Sondereigentum an Stellplätzen
Auch: Stellplatz-Sondereigentum · Stellplatzeigentum
Seit der WEG-Reform 2020 können PKW-Stellplätze eigenständiges Sondereigentum sein – auch dann, wenn sie, wie Außenstellplätze, nicht durch Wände oder eine Decke räumlich umschlossen sind. Zuvor war dies nur bei Stellplätzen in Tiefgaragen mit umschließenden Bauteilen möglich.
Ausführliche Erklärung
Vor der WEG-Reform 2020 verlangte § 3 WEG a. F., dass sondereigentumsfähige Räume "in sich abgeschlossen" sein mussten – ein Kriterium, das offene Außenstellplätze naturgemäß nicht erfüllen konnten. Stellplätze außerhalb geschlossener Garagen waren daher regelmäßig nur über ein Sondernutzungsrecht am gemeinschaftlichen Eigentum nutzbar, nicht aber als echtes Sondereigentum.
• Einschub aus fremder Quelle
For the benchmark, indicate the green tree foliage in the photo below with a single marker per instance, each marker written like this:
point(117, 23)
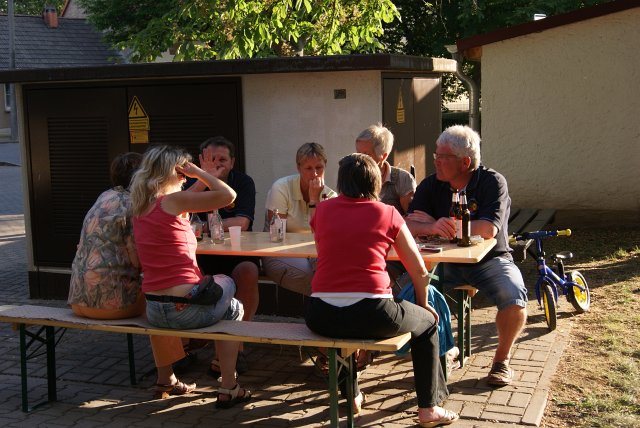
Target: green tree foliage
point(427, 26)
point(30, 7)
point(227, 29)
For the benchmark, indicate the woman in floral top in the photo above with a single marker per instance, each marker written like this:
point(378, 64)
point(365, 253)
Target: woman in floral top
point(105, 275)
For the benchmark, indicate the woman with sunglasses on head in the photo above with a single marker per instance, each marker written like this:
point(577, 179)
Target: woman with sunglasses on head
point(350, 292)
point(167, 250)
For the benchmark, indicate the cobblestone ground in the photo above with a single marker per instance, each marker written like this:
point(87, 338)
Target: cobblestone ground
point(93, 386)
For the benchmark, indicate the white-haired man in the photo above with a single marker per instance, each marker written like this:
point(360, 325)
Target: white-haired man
point(457, 163)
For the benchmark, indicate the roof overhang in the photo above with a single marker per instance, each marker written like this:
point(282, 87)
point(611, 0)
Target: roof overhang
point(305, 64)
point(471, 47)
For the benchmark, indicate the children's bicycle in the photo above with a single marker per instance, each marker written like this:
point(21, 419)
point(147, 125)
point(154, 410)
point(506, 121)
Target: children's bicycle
point(552, 280)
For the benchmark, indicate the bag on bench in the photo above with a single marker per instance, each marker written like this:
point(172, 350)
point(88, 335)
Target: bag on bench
point(208, 293)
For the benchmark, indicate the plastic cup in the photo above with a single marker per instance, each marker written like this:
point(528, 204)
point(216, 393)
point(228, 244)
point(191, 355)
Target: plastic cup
point(284, 228)
point(234, 233)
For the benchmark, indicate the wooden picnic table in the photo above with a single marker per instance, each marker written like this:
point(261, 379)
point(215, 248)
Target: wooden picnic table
point(302, 245)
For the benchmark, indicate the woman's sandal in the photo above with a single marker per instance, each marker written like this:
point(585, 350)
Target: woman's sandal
point(233, 397)
point(241, 366)
point(214, 369)
point(358, 404)
point(364, 358)
point(448, 418)
point(179, 388)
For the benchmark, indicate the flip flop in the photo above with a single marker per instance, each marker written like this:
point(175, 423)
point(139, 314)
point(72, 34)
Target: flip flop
point(448, 418)
point(163, 391)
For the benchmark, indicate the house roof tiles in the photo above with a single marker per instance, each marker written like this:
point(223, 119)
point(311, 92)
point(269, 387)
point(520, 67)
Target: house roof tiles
point(72, 44)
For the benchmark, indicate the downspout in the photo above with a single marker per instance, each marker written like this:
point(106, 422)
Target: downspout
point(13, 114)
point(472, 87)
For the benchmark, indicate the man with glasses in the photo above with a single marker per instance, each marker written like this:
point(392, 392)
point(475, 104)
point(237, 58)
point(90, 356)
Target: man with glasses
point(457, 163)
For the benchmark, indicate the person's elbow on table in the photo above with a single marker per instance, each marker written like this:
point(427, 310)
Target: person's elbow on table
point(484, 228)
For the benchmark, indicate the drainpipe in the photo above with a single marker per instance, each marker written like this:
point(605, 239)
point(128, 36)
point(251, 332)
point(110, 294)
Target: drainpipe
point(472, 87)
point(13, 114)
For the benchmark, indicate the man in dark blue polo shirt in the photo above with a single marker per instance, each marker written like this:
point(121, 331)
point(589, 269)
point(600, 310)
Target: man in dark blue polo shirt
point(218, 154)
point(457, 163)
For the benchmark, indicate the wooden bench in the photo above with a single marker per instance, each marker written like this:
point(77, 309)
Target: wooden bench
point(521, 220)
point(48, 319)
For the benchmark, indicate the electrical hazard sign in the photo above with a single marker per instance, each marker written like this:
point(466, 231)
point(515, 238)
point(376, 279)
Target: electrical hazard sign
point(138, 123)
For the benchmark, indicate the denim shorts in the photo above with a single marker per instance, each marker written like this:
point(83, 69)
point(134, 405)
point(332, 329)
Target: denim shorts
point(499, 278)
point(168, 315)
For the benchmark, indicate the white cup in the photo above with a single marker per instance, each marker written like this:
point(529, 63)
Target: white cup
point(234, 233)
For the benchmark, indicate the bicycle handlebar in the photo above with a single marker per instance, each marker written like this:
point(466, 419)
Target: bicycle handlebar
point(539, 234)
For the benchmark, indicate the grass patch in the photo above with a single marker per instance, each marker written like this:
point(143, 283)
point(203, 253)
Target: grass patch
point(597, 383)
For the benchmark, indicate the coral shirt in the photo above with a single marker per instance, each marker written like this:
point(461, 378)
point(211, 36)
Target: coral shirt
point(353, 238)
point(166, 249)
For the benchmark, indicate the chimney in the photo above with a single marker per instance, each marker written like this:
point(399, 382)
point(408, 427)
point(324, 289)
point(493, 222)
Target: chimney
point(50, 16)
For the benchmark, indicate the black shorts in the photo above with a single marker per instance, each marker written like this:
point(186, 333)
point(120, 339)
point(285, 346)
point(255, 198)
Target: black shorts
point(211, 265)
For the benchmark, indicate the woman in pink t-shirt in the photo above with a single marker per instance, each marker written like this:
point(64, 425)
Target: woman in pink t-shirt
point(166, 248)
point(350, 292)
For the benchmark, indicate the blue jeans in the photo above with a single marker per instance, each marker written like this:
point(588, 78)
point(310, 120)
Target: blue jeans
point(499, 278)
point(183, 317)
point(383, 318)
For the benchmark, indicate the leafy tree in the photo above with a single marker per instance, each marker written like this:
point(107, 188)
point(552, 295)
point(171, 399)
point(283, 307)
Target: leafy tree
point(227, 29)
point(30, 7)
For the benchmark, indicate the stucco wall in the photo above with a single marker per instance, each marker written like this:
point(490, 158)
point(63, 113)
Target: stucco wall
point(561, 114)
point(5, 117)
point(278, 120)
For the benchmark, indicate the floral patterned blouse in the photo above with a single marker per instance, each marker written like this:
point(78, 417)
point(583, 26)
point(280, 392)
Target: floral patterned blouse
point(106, 272)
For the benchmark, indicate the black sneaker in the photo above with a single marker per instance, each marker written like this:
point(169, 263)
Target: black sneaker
point(501, 374)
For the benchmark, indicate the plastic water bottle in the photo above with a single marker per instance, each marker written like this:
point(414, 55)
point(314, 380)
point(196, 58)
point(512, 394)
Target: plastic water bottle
point(196, 226)
point(216, 228)
point(275, 228)
point(465, 238)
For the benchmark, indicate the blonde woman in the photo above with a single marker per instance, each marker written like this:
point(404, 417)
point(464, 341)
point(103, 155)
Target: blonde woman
point(173, 284)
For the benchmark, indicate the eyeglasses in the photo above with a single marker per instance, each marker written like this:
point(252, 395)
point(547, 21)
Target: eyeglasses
point(438, 156)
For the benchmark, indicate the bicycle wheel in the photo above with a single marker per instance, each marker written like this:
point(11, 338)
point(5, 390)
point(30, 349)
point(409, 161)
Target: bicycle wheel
point(581, 300)
point(549, 305)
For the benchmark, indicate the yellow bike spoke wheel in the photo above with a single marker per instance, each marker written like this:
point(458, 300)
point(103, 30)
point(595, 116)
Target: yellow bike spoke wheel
point(549, 306)
point(580, 299)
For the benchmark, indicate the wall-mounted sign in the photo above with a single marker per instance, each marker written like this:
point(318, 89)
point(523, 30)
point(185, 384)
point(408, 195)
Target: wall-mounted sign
point(400, 107)
point(138, 123)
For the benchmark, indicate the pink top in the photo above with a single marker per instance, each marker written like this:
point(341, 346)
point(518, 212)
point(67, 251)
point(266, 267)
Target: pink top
point(353, 238)
point(166, 249)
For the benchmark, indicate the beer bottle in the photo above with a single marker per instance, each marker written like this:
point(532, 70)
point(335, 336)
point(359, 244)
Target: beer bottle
point(465, 238)
point(454, 214)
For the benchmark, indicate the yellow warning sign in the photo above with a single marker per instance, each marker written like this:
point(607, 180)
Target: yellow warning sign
point(138, 119)
point(400, 108)
point(138, 136)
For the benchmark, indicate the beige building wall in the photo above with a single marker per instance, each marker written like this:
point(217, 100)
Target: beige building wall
point(561, 114)
point(278, 120)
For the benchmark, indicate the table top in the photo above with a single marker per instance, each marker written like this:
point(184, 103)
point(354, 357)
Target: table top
point(302, 245)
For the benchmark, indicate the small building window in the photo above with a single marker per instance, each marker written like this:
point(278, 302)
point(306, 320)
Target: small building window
point(7, 97)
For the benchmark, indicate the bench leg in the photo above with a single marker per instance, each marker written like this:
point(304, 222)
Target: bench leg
point(23, 368)
point(333, 387)
point(50, 351)
point(51, 364)
point(464, 326)
point(132, 360)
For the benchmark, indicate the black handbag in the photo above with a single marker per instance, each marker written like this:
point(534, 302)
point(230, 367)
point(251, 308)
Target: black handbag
point(208, 294)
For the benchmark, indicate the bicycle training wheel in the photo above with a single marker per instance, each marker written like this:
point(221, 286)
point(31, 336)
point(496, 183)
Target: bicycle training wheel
point(549, 305)
point(581, 300)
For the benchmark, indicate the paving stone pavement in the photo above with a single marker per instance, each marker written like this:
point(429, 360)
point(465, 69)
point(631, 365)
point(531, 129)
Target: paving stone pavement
point(93, 377)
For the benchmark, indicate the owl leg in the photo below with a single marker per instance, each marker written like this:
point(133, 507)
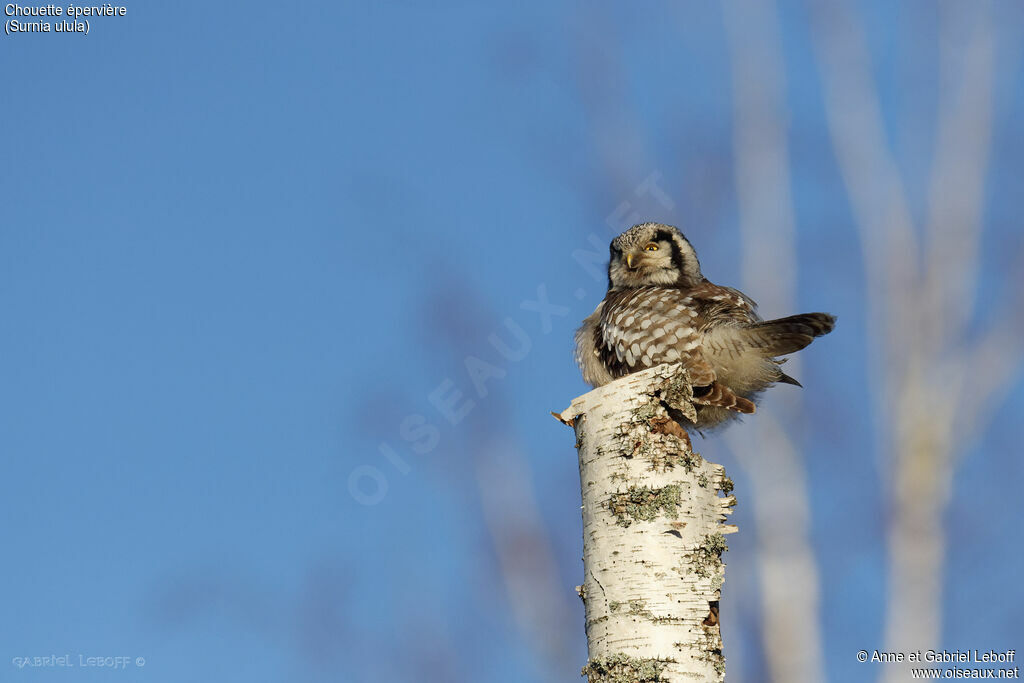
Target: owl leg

Mit dem neu gefassten § 3 Abs. 1 Satz 2 WEG stellte der Gesetzgeber ausdrücklich klar, dass Stellplätze als "Räume" im Sinne des Gesetzes gelten – unabhängig davon, ob sie tatsächlich baulich umschlossen sind. Damit sind seit dem 1. Dezember 2020 auch reine Außenstellplätze isoliert sondereigentumsfähig.
Voraussetzungen und Praxisfolgen:
- Die Grenzen des Stellplatzes müssen durch Maßangaben im Aufteilungsplan eindeutig bestimmt sein (z. B. durch Markierungen, Nummerierung, Vermessung).
- Sondereigentum an einem Stellplatz kann separat – also unabhängig von einer Wohnung – verkauft, vererbt oder belastet werden, was den Immobilienverkehr erheblich flexibilisiert (z. B. gezielter Verkauf überzähliger Stellplätze an Nachbarn).
- Für den Makler ist wichtig: Ein Sondereigentums-Stellplatz ist im Grundbuch als eigenes Wohnungs-/Teileigentum eingetragen und hat einen eigenen Miteigentumsanteil – anders als ein bloßes Sondernutzungsrecht, das nur ein Nutzungsrecht am Gemeinschaftseigentum ohne eigenen Grundbucheintrag darstellt.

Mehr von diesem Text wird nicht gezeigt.